I believe it has been rather liked. It has been well received; more than I thought, and the people have been interested about the subject, despite that it’s not the only one about Trump in the world. Many foreigners go by and especially the Americans like it a lot. I believe the expo can function well anywhere, here or over there in the United States, because it’s the vision of the caricaturists about a specific subject; in fact, the Cuban graphic humor work is well-known outside the island and there are many things that can be understood beyond our borders and in practice it has been demonstrated.
What role does graphic humor play within our reality?
The caricaturists keep abreast of what is happening in the world. The spaces for caricature are a great deal more now with the Internet and the Cubans are publishing in those spaces. There are places for criticism in graphic humor, especially to promote ideas, thinking, and that has to be taken advantage of.
Graphic humor has different lines and in all of them one can deal with our reality, one can speak about it and it is being done. The caricaturists take from it and therefore reflect it in their work. Graphic humor is also there to serve the people, to make them think, to reflect. That is their role: being the reality itself seen through the eyes of an artist.
What is the state of health of Cuban caricature today?
Caricature in Cuba has a very long tradition and has been linked to the media since the second half of the 19th century. It has had a long road with ups and downs, but with a maintained tradition and outstanding names. To speak of the current situation one has to mention the Special Period because a crisis in graphic humor took place because of the total absence of paper, of publications and of spaces for caricature. A great many artists stopped doing graphic humor and devoted themselves to other things within the visual arts and others left the country and continued working from there.
Actually that also affected graphic humor a great deal because new young people did not appear, but this situation started to improve a bit at the beginning of this century, when there is a discreet recovery of the publications or at least there was the intention of maintaining some important events for this manifestation. The appearance of young people has been a good symptom, which doesn’t mean that there still isn’t much to be done, like dealing with important subjects. Many artists wait for a subject to be dealt with to do so afterwards. We have to seek the subjects and express them.
How did Ares survive that period?
People sought a great deal of options to survive. At the beginning I tried to make caricatures in public places or things to sell, but afterwards I realized that if I continued along that way everything I had done would be wasted. I then decided to go through a bit of hardship and make a serious work.

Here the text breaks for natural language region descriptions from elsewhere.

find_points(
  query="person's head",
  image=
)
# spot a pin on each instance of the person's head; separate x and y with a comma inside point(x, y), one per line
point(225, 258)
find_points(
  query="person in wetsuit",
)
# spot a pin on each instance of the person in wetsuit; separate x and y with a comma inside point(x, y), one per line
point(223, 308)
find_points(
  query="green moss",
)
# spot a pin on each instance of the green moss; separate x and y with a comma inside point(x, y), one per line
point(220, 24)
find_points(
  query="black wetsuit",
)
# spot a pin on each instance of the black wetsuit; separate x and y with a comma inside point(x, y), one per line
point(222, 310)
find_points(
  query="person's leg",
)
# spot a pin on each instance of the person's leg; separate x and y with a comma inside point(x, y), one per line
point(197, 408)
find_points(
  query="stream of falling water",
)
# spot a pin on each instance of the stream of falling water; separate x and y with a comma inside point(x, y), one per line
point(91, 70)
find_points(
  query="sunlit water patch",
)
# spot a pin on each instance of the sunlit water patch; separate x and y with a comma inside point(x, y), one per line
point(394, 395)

I found spaces to do things outside Cuba and I participated in International Salons. I tried other visual art manifestations, especially with the illustration for children’s books and painting, and it went well, always maintaining the graphic humor, although in recent times I have left it a bit as well, because I’m involved in a new project. Actually now I am working more along the line of this new expo.

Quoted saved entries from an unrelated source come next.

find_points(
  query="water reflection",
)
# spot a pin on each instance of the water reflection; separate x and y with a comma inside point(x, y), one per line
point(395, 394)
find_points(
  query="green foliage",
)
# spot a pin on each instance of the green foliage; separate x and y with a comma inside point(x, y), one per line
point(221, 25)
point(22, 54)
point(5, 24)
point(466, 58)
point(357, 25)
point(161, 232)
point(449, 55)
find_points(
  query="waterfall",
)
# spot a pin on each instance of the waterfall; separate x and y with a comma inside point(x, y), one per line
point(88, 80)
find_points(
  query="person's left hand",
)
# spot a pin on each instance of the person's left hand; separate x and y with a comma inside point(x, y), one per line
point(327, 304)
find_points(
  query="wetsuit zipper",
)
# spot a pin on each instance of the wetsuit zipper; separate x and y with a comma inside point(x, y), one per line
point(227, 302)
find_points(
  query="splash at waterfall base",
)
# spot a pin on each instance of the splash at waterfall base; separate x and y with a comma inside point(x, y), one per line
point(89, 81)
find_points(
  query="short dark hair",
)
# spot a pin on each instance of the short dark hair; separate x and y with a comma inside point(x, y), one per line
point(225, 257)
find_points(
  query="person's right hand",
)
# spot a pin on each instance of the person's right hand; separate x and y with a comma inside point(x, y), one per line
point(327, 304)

What will be your next work?
In the exposition I am proposing for next year I ask myself many things, I use the country’s symbols and the doorknockers to call attention and let people or myself enter somewhere. These new things of the caricature are outside of it, but not about humor, although mine is not about jokes or just for a laugh. I always propose based on a calmer humor, of searching, of thinking. My humor has always been serious, there’s where the psychiatrist comes out.
This project has to do with my barrio, which on occasions can be noisy and terrible but I like it. I was born here; the people know me and know where I live. It has to do with it, with Havana and with Cuba. I say that this is Havana’s Bronx, up there I have the Bronx’s lookout point and from there I think; this place inspires me. Neither am I going to get into a fight with Centro Habana.